October 13, 2007

On the first competitive day of the season that felt like a fall cross country day, the MIT harriers traveled to Williams College to race in the Plansky Invitational. Tech handed Williams the defeat, outscoring them 34 to 41 with Tufts third in the eight team field with 81 points.

With Williams men's team being the number one team in New England, 14th ranked in the country and on their home course, the task of defeating them might seem a little far fetched. However, MIT thinks of themselves as a little better than the poll takers and thought they would be up to the task. Racing everyone but number four runner, Brian Jacokes, MIT felt they had a reasonable chance to run down the talented and deep Ephs and set out to do it at the start of the race.

MIT hoped for a conservative start, preferring to allow Williams to set the pace and to respect the rolling hills in the third mile of the 6K course. However, no one wanted the lead, much less set a fast pace. The Engineers, led by Jake Ruzevick and Yermie Cohen, were prepared to take the lead if they had to and did so, but at a pedestrian pace of 5:27 for the first mile. They were closely followed by a group of Williams and Tufts runners and couple of RPI runners and the aptly named "peloton" second group from MIT. Things sped up considerably in the second mile as more Williams runners moved up within MIT's chase group and many Tufts runners started losing places in the pack. Edgar Kosgey of Williams had moved into the lead but most places among the top runners did not change. Coming down some of hills and making some of the sharp turns on the third mile it was obvious Williams was more familiar with the course than MIT. Nevertheless, Tech runners asserted themselves in the final mile. Ruzevick tried to break Kosgey but was caught after the big downhill. Kosgey pulled away in the final 400, showing superior speed to Ruzevick. Cohen held on for second and Joe Roy-Mayhew outkicked his opponents to give MIT fourth place as well. Tufts and Williams put in the next seven runners with Tufts having four and Williams three. However, MIT finished with the next three runners, only 21 seconds behind Ruzevick to close out the victory.

Of the first 29 finishers, 13 were MIT runners, 12 from Williams, and four from Tufts. The NCAA regional qualifier is in four weeks and it will be interesting to see where these teams are at that time.

The plan for the women was the same as for the men, but the lack of experience combined by their own excitement led to the MIT women going out too hard in the first mile of the race. Williams took advantage of this and ran them down in the last mile of the race to win the 4K 18 to 41.

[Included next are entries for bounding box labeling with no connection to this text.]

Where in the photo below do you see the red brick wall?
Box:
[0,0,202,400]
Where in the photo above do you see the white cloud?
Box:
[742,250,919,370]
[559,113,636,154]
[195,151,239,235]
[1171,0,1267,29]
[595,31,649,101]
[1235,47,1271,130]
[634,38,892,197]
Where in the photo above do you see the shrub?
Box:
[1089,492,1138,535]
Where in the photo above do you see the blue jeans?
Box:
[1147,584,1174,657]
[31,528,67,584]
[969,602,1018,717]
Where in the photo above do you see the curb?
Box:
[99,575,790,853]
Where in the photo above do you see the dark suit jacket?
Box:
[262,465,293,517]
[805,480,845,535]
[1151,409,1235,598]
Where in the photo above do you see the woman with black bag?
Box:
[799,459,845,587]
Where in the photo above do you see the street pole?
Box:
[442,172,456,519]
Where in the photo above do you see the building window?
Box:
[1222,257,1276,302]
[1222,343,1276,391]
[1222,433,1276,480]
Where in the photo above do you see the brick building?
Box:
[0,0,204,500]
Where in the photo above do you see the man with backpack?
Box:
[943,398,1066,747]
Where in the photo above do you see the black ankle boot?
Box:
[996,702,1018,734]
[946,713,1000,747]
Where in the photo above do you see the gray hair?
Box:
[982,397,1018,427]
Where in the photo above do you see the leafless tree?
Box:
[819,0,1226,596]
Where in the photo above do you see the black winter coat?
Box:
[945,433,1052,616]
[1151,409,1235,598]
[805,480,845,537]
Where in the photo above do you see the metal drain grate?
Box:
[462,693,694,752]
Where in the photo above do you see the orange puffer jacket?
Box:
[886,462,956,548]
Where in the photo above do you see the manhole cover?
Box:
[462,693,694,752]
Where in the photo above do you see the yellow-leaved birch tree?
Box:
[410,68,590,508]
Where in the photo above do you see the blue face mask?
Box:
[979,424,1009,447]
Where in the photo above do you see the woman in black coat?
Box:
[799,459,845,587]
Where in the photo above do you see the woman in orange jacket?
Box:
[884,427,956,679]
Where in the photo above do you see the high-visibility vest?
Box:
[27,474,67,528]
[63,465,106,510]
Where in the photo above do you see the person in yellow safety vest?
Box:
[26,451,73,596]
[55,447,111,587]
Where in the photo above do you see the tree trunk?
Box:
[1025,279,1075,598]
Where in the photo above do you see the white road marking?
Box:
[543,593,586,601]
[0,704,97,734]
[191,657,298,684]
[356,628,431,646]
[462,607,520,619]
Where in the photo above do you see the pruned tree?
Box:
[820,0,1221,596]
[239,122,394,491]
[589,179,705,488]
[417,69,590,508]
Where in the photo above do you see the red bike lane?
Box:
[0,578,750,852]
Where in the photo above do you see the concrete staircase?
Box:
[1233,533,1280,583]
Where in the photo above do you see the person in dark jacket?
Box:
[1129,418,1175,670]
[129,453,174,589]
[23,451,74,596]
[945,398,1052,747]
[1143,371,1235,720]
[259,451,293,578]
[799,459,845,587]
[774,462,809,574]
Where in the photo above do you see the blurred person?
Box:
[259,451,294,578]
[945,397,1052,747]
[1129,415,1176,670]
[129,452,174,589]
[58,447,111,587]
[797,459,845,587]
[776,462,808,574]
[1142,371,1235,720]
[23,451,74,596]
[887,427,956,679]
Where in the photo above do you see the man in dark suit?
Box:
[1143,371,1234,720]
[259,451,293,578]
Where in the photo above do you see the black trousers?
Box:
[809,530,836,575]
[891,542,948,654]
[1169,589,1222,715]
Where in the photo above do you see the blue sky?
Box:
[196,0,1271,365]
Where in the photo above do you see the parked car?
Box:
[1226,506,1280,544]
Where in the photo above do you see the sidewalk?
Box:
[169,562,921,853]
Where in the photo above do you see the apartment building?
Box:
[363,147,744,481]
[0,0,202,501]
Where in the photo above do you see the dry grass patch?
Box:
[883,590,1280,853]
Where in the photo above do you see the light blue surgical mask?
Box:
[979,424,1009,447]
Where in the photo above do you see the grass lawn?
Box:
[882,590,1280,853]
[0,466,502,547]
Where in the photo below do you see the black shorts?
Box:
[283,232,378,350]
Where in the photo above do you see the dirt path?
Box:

Williams took their usual conservative start and instead of being content to lead casually through the first mile, MIT took the pace out very hard led by Maria Monks going out in 5:41 at the mile. Monks had a 10 second lead at this point, but Williams had already caught the rest of the MIT runners and held a slight edge with their top five runners versus MIT's top five runners. By the two mile mark, Monks lead had shrunk to three seconds and Williams held the next five positions. At the finish two Williams runners caught Monks, winning in 14:52 and 14:54 respectively compared to 15:00 for Monks. The next four Williams runners were between 15:11 and 15:15, showing their strength. MIT held the next six places with Elizabeth Finn (15:22), Jacqui Wentz (15:27), Liz Labuz (15:35), Jennifer Doyle (15:40), Alina Gatowski (15:46) and Katy Gordon (15:48) getting the job done.

Williams, the 5th ranked team in the country, showed their superiority but MIT going out so hard and setting themselves up did not help matters. "I was not happy with the speed they used to start the race, but I was very pleased with how they did not back off once they were committed to the pace," said MIT coach, Halston Taylor.

Like the men, the next race for women is the NEWMAC Conference Championship hosted by Smith College on 11/27. The men have won the meet each of the nine championships since the inception of the conference. The women won it in 2001 and 2003, but look to add to that total this year.